Tschaikowskys vierte Sinfonie – auch sie beginnt mit Fanfarentönen – wirkt nach Lindbergs komplexer Mehrdimensionalität anfangs eher platt. Doch dann merkt man, dass hier die Energien zu Gruppen gebündelt sind; und diese Gruppen sind den verschiedenen Registern zugewiesen. So zieht es einem nun jedes Mal, wenn neue Instrumente zu reden beginnen, die Haut im Nacken zusammen, dermassen aufregend sind die Wendungen, die Peter Iljitschs Konfession nimmt. Nach dem ersten Satz denkt man: Jetzt müsste man eigentlich klatschen dürfen!
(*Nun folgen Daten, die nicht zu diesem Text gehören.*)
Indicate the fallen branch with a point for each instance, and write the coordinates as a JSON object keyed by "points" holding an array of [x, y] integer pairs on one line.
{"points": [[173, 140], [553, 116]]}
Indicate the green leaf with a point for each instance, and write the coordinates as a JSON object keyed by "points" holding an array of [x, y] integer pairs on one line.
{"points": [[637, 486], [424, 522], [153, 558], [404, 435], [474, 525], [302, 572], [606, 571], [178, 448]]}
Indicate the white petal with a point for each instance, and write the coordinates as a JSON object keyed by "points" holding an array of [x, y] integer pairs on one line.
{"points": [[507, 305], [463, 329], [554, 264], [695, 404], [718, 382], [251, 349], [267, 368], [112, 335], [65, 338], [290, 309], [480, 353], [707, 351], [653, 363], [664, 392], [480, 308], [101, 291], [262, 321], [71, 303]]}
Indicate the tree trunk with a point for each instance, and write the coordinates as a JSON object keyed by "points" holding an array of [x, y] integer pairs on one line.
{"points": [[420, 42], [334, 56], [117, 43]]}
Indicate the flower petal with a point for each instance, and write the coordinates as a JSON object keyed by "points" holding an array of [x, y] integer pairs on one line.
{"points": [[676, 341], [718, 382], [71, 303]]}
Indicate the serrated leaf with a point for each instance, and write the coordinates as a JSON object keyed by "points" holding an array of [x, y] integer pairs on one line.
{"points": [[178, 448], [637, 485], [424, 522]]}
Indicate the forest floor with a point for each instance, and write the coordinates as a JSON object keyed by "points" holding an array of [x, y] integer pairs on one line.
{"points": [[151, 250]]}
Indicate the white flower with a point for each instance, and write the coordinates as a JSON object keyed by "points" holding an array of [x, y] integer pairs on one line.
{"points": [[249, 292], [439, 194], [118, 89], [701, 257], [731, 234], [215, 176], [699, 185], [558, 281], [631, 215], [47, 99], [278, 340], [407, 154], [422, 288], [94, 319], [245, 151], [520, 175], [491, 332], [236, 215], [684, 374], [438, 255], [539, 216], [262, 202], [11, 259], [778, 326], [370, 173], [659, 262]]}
Und schon braust der Applaus auf – nicht aus Ignoranz, sondern aus Kennerschaft. Das Publikum würdigt die ausserordentliche Energie, Könnerschaft und Präzision von Orchester und Dirigent. Der zweite Satz, Andantino in modo di canzone, reisst den Parisern erneut die Hände aus dem Schoss.

 

Am Ende ist klar: Der Abend vereinigte ein ausserordentliches Mass an konzeptioneller Geschlossenheit, Humanität und Klangschönheit. Der 54jährige finnische Dirigent Sakari Oramo empfahl sich damit nachdrücklich für den offenen Posten des Chefdirigenten am Orchestre de Paris. Doch er hat es nicht nötig, sich zu bewerben: Er leitet bereits das BBC Symphony Orchestra und das philharmonische Orchester Stockholm. Undenkbar, dass ihn diese beiden Klangkörper ziehen lassen. Aber vielleicht hilft der Brexit, Oramo zu überzeugen, ganz auf den Kontinent zu wechseln. In dem Fall wäre das Orchestre de Paris ein Kandidat erster Kategorie.